What is catergorical data?
Data that can be sorted into non-overlapping categories
What is ordinal data?
Data which is placed into order or ranked
What can discrete data be grouped into?
Non-overlapping classes with class intervals eg 0-10, 11-20...
What must continuous data intervals be?
They must have no gaps and no overlaps
What is a census?
survey of the entire population
How do u avoid bias in a sample?
Make it as large as possible and don't pick certain individuals as that can add bias.
What is a sampling unit?
Each individual thing in the population that can be sampled
What is a sampling frame?
list of sampling units
What is the 'Petersen Capture-Recapture' method?
number marked in second sample/ size of second sample = size of first sample/population
what is a random sample
a sample that fairly represents a population because each member has an equal chance of inclusion
What is judgement sampling?
Uses judgement to select a representative sample
Oppurtunity sampling
a sample of whoever happens to be there and agrees to participate
cluster sampling
a sampling technique in which clusters of participants that represent the population are used
systematic sampling
Every nth item in the target population is selected
quota sampling
A nonprobability sampling technique in which researchers divide the population into groups and then arbitrarily choose participants from each group
stratified sampling
a variation of random sampling; the population is divided into subgroups and weighted based on demographic characteristics of the national population
How do u check how reliable results are?
If repeating the survey gives similar data
What is a simulation?
Modelling events in real life to predict what could actually happen
What can be hard to do with open questions?

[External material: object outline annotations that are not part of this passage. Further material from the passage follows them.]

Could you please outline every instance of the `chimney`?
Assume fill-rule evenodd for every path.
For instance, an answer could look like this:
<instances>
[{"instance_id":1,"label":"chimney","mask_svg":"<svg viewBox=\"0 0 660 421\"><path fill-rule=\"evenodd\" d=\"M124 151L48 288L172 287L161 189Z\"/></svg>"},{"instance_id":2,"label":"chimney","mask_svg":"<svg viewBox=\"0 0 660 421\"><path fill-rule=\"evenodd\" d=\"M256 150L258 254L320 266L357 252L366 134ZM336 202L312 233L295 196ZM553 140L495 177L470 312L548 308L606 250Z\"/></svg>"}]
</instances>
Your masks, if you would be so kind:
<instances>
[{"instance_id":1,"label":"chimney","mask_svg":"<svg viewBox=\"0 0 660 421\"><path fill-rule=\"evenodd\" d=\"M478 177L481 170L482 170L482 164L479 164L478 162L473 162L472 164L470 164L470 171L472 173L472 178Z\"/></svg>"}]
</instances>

Hard to analyze and summarise results due to the varied answers
What is an opinion scale?
A table asking if u agree or disagree or strongly agree etc on something.
What to do in questionnaires.
Simple wording.
Unbiased and not leading.
Not too hard or personal to answer.
Make sure good non-overlapping categories.
Time frames for some questions so no confusion.
What is cleaning the data?
The process of removing anomalies from a data set
What are extraneous variables?
any variables other than the independent variable that seem likely to influence the dependent variable in a study
What is a control group?
The group that does not receive the experimental treatment in an experiment.
What is a matched pair test?
When each individual in one group is paired with an individual in another group. The two individuals have everything in common apart from the factor being tested.
What is a pilot survey?
It is a survey conducted on a small sample to test the design and the methods of that survey.
What is a random response method and how do you calculate it
Uses a random event (coin toss) to decide how to answer the question. calculate number of people who ticked yes because they got heads. subtract this from total number who got heads . this number divided by number who got heads.
What is a two-way table?
Displays categorical data for two variables.
What is a vertical line graph?
A bar chart with lines instead of bars
What is a multiple bar chart?
A bar chart with more than one bar for each class. Easy to compare frequencies.
What is a composite bar graph?
Each bar is made up of different components.
What are comparative pie charts?
reas of the 2 should be in the same ratio as their frequencies.
To compare the total frequencies use the area
To compare proportions compare angles
What is the formula for pie chart comparison?
r1^2 over r2^2 = f1 over f2
What is a population pyramid?
A bar graph that represents the distribution of population by age and sex
What is a histogram?
A bar graph that shows continuous data and has no gaps between each bar.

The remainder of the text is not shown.